A Louisiana woman is suing her former employer, Waffle House, and ex-supervisor, Donald Ballard, for sexual discrimination in federal court.
Charmaine Anderson, a former waitress at a Slidell, La., Waffle House, claims the restaurant chain failed to take appropriate steps against Ballard, a cook who allegedly had a reputation for harassing female employees while on the clock. Anderson also claims to have been the victim of retaliatory termination for reporting her supervisor's actions.
According to court documents, in December 2011, Ballard pleaded guilty and served jail time after sending an obscene photo of his penis to a waitress via text message while at work. He also allegedly threatened to stab Anderson with a knife when she told him that she intended to report his actions to Waffle House corporate.
The Huffington Post contacted the Slidell Police Department for information about Ballard's arrest. A public information officer told HuffPost that a summons had been issued to Ballard, but that he had not been arrested -- a claim that conflicts with the court documents.
According to the suit, which was filed on Sept. 14, Ballard had a reputation for harassing female employees and would threaten retaliation and sexual harm against employees who complained. The suit claims that Ballard did not fear discipline for his actions because he was romantically involved with his district supervisor.
Anderson filed a sexual harassment complaint with Waffle House following Ballard's arrest, but rather than being terminated, Ballard received a transfer to a different location. No further disciplinary action has been taken against Ballard by Waffle House, the suit claims.

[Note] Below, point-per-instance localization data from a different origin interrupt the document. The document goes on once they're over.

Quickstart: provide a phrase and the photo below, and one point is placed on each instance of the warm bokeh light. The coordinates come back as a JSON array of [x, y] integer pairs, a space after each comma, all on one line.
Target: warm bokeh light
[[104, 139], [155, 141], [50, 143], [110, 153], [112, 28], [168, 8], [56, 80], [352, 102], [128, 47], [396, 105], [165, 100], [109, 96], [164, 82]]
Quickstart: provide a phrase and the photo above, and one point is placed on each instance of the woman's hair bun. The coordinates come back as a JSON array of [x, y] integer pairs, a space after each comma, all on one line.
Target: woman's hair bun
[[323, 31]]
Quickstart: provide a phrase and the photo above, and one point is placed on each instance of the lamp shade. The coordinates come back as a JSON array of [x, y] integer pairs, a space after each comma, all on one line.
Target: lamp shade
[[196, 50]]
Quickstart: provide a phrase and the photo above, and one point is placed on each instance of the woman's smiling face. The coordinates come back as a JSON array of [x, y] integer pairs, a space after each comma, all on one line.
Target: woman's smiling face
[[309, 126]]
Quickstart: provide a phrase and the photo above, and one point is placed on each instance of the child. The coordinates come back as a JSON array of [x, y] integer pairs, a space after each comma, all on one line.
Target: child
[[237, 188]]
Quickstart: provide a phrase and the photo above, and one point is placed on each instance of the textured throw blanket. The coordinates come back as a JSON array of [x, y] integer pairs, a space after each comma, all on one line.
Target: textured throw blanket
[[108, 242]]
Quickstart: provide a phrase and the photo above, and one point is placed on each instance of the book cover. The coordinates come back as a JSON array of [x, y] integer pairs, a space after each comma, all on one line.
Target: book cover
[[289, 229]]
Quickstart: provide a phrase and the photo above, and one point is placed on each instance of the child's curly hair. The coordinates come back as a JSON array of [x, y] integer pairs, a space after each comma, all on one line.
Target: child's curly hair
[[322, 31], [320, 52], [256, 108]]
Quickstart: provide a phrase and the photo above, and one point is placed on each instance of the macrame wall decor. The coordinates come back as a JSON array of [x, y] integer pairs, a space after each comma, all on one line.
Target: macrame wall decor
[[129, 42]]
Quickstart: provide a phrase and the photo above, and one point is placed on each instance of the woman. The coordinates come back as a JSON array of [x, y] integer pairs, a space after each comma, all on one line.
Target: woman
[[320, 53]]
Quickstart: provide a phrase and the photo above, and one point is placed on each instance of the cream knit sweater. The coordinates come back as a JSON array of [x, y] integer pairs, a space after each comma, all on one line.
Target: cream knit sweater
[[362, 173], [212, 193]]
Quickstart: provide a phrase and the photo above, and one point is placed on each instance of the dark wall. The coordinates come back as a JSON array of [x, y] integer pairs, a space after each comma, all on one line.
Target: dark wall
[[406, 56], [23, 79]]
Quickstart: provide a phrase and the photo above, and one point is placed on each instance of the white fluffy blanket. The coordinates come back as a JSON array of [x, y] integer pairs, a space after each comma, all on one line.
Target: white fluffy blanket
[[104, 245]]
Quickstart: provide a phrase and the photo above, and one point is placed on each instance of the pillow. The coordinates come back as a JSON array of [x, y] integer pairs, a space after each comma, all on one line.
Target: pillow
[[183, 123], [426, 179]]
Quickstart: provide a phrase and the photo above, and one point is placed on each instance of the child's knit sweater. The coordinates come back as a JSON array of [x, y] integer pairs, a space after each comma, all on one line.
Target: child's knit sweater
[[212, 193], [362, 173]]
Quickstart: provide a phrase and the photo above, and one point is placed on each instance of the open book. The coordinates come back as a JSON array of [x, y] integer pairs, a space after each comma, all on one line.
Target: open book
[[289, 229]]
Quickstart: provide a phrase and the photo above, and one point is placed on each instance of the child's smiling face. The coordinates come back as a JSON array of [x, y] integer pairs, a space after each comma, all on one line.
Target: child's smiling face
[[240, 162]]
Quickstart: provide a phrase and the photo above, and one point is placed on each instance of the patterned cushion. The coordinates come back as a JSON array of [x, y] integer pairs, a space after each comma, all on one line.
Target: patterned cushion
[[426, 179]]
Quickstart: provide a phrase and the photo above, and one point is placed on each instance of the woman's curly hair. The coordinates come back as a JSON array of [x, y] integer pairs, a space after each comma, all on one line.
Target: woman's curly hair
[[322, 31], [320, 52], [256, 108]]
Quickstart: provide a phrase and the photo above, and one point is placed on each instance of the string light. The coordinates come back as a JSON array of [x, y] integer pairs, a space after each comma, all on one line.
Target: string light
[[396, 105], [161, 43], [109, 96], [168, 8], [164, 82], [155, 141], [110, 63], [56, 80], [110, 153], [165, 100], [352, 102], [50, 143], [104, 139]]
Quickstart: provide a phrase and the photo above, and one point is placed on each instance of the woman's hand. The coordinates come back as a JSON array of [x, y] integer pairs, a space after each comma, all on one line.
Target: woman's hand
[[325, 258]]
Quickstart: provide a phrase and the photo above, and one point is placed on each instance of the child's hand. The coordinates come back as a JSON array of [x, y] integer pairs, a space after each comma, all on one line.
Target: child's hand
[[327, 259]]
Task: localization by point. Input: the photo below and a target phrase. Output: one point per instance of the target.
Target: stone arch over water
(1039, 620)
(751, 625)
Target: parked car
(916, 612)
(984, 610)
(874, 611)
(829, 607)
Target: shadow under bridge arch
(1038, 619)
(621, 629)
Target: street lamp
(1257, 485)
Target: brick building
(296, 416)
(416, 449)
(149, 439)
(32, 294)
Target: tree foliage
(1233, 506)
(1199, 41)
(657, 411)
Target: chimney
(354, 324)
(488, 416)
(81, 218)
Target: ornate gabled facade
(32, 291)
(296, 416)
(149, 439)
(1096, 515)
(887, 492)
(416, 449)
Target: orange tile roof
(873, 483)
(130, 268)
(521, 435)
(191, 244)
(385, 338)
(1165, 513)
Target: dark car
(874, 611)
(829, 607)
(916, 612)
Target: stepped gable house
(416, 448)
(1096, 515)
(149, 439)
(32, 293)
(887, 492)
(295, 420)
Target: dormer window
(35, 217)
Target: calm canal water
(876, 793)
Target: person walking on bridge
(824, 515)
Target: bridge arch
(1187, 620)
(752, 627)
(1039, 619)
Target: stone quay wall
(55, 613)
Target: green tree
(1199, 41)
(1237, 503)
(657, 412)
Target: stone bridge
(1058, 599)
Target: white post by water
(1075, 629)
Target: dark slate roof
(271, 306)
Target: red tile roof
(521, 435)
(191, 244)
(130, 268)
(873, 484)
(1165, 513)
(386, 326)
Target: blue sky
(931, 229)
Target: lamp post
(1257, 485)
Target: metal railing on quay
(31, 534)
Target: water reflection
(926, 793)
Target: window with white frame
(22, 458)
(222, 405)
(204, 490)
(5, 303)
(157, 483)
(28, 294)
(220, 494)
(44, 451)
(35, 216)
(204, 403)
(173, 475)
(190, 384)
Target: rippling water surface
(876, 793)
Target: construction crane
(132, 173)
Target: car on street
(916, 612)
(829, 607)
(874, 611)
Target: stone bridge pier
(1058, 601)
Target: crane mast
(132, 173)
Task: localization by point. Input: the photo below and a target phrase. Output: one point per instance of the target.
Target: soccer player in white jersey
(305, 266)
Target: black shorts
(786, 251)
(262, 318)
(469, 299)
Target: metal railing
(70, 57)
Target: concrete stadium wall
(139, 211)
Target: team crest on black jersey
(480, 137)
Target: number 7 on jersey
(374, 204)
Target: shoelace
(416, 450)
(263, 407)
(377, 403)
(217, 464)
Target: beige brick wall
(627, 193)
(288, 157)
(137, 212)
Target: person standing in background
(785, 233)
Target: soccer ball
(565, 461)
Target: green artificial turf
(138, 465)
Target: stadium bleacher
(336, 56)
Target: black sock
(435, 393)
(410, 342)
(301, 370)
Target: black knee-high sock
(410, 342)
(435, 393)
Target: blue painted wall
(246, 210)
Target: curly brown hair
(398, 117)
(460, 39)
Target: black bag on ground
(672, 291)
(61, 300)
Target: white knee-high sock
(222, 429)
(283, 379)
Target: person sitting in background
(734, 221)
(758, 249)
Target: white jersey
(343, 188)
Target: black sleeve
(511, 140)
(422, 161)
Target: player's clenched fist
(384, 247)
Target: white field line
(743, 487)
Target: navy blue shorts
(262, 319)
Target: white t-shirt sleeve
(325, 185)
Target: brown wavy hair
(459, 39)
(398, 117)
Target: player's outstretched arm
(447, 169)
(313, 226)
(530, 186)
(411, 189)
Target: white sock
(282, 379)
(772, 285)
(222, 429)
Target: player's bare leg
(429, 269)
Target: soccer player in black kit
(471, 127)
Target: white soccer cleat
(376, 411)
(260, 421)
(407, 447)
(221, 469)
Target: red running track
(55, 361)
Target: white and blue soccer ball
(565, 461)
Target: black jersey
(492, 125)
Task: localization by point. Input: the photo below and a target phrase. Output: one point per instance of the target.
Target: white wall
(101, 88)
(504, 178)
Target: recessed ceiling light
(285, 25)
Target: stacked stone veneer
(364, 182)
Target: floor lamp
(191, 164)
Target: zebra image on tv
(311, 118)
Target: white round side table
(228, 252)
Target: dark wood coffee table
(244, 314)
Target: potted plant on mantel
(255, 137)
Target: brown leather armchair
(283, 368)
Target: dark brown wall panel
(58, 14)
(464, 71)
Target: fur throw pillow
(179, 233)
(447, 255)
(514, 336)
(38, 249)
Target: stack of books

In March 2012, Anderson was fired for missing work. The woman had been registering her son at school and provided a note from Slidell High School in an attempt to justify her absence. This was rejected by Waffle House, and she was fired.
Anderson had worked at Waffle House since 2005 and had no prior disciplinary record. The suit claims that Anderson's termination was in retaliation for her sexual harassment complaint against Ballard.
The general provision of Louisiana's whistleblower law protects employees who "disclose a workplace act of practice that is in violation of state law."
This is not the first case of alleged sexual harassment at a New Orleans-area Waffle House.
In March 2011, Jennifer Pulsifer was arrested after a female co-worker claimed Pulsifer groped her several times throughout the course of a year.
In one incident, Pulsifer allegedly “ran her hand between the victim’s legs and caressed the woman’s genitals while she was bending down to pick up some change that had fallen on the floor,” a police spokesman told the Times-Picayune at the time.